Automating Device Management with Intune

A statewide nonprofit with a small IT team and a large footprint

Easterseals New Jersey provides a wide range of services to people with disabilities across the state — therapy, employment, early intervention, residential programs, and more. They operate out of 45 locations, support roughly 775 endpoints, and handle protected health information across multiple clinical systems. Their IT team is small relative to the footprint they cover, which makes every hour spent on manual provisioning an hour not spent on something more valuable.

Their environment at the start of the engagement was built on on-premises Active Directory, with no modern device management pipeline. Windows workstations were domain-joined by hand, configured by hand, and deployed by hand. There was no LAPS — every local admin account used the same credentials. Security baselines were applied inconsistently, if at all. Everyone was a local administrator on their own machine.

For a healthcare organization working toward HITRUST certification and handling HIPAA-regulated data, the gap between their current posture and where they needed to be was significant.

Scale, complexity, and a live environment

This was not a greenfield deployment. Easterseals NJ was operating a full clinical and administrative environment — line-of-business applications serving every department, remote access for dozens of locations, and multiple EHR systems. The work had to happen around the organization’s operations, not instead of them.

The scale added its own complexity. Forty-five locations meant 60-plus distinct Wi-Fi networks, each with their own SSID and credentials, all of which needed to be pushed to endpoints automatically. Application requirements spanned a wide range — from standard productivity tools to specialty clinical software used at the point of care. Each one was a custom package to build, test, deploy, and maintain.

And the device estate itself was split: new machines going forward could be enrolled automatically, but roughly 275 existing domain-joined PCs also needed a path into the new system without requiring someone to physically touch each one.

Iterative, in partnership with the internal team

The engagement was structured as a series of weekly working sessions with Easterseals NJ’s IT team — not a one-time deployment, but a collaborative development process. Policies were built, tested on a small group of devices, refined, and expanded incrementally. Each week added capability; each cycle caught issues before they reached the broader fleet.

That cadence mattered. A policy conflict in BitLocker configuration, a hostname rename script that ran faster than a remote support tool could sync its device name, a screensaver setting that needed a registry workaround — these are the kinds of issues that only surface in a real environment with real machines. Working iteratively meant they were resolved with a handful of test devices, not with the full fleet.

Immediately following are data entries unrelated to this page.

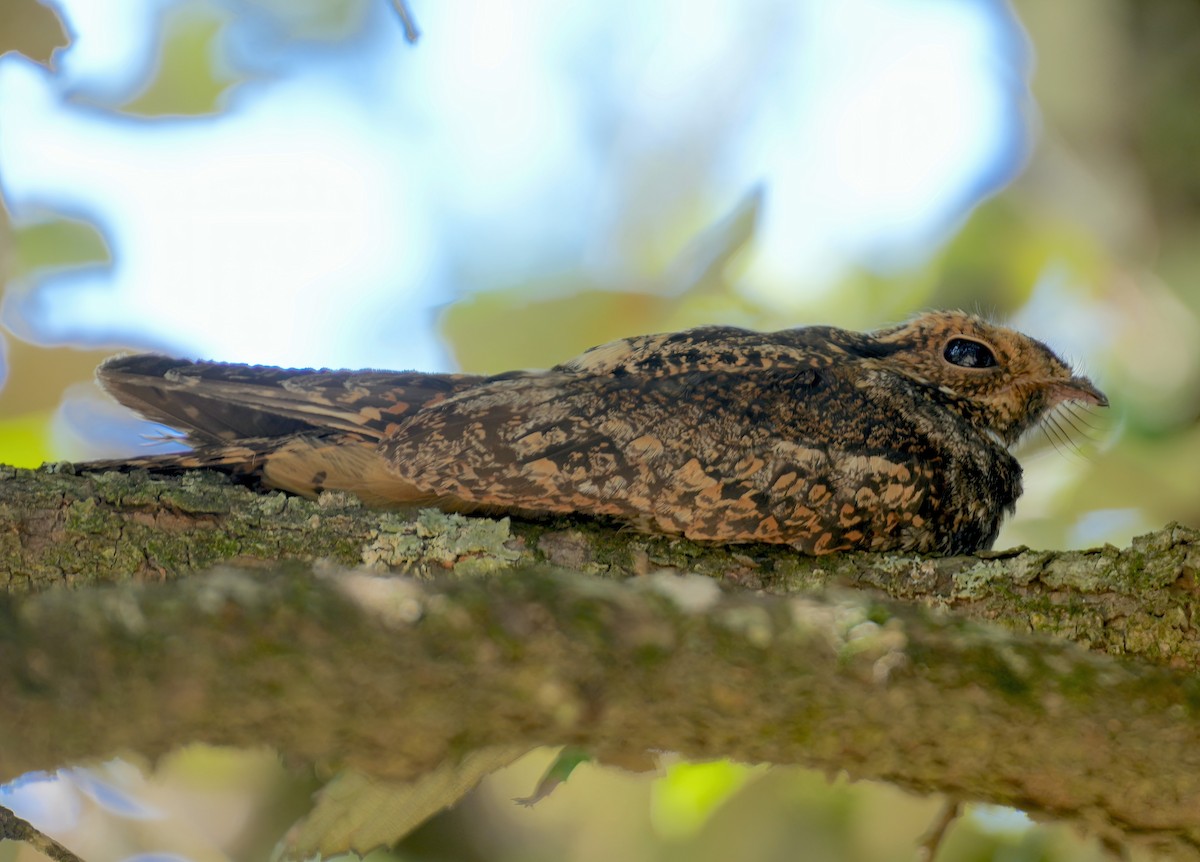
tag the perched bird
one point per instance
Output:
(816, 437)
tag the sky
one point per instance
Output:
(352, 189)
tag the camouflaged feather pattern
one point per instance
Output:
(815, 437)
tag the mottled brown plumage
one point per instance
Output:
(815, 437)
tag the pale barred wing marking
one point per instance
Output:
(225, 402)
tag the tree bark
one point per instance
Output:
(753, 652)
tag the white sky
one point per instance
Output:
(323, 219)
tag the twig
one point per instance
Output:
(406, 17)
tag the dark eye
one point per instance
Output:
(969, 354)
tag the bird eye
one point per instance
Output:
(969, 354)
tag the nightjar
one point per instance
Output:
(820, 438)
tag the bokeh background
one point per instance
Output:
(288, 181)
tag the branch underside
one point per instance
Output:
(307, 657)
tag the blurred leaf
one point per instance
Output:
(688, 795)
(357, 813)
(569, 317)
(997, 258)
(556, 773)
(190, 78)
(35, 377)
(23, 440)
(58, 241)
(501, 330)
(31, 30)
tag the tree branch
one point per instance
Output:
(59, 527)
(391, 676)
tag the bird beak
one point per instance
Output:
(1078, 389)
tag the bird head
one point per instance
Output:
(996, 377)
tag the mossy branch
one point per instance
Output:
(391, 676)
(58, 527)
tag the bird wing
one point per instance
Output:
(222, 402)
(733, 453)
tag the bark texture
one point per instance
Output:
(58, 527)
(393, 675)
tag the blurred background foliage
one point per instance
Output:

The internal IT team was a genuine partner throughout. They knew the environment, the applications, the edge cases. The work was built with them, not handed off to them.

What was built

The Autopilot pipeline runs in two directions. New Windows devices purchased through CDW are automatically registered in Autopilot at the time of purchase — zero-touch enrollment, out of the box. For existing machines, a PowerShell script ingests the hardware hash and registers the device in Autopilot, so it can be factory reset and re-enrolled through the same automated flow. The IT team can now wipe and redeploy a workstation without manually configuring anything.

A full security baseline was deployed across the fleet: LAPS for automated local admin password rotation, BitLocker encryption with recovery keys escrowed in Intune, strong MFA enforced via Microsoft Authenticator, Microsoft Defender replacing the legacy endpoint protection, URL blocking configured in Defender for restricted domains, and a full transition of local administrator rights away from end users.

An application pipeline delivers dozens of packages to every enrolled device — productivity software, clinical tools, remote support, browsers, and printer configurations — all deployed and maintained through Intune without manual installation.

Configuration policies complete the picture: Wi-Fi credentials pushed to all 60-plus SSID locations using dynamic group targeting, power and sleep settings standardized across the fleet, screensaver and lock screen enforced with Easterseals NJ branding, interactive logon message deployed with policy acknowledgment language, and every device renamed automatically to its serial number on enrollment.

A staged Windows 11 upgrade pipeline was coordinated alongside the Autopilot work — upgrade rings rolled out incrementally, with user communications and IT team training to minimize disruption.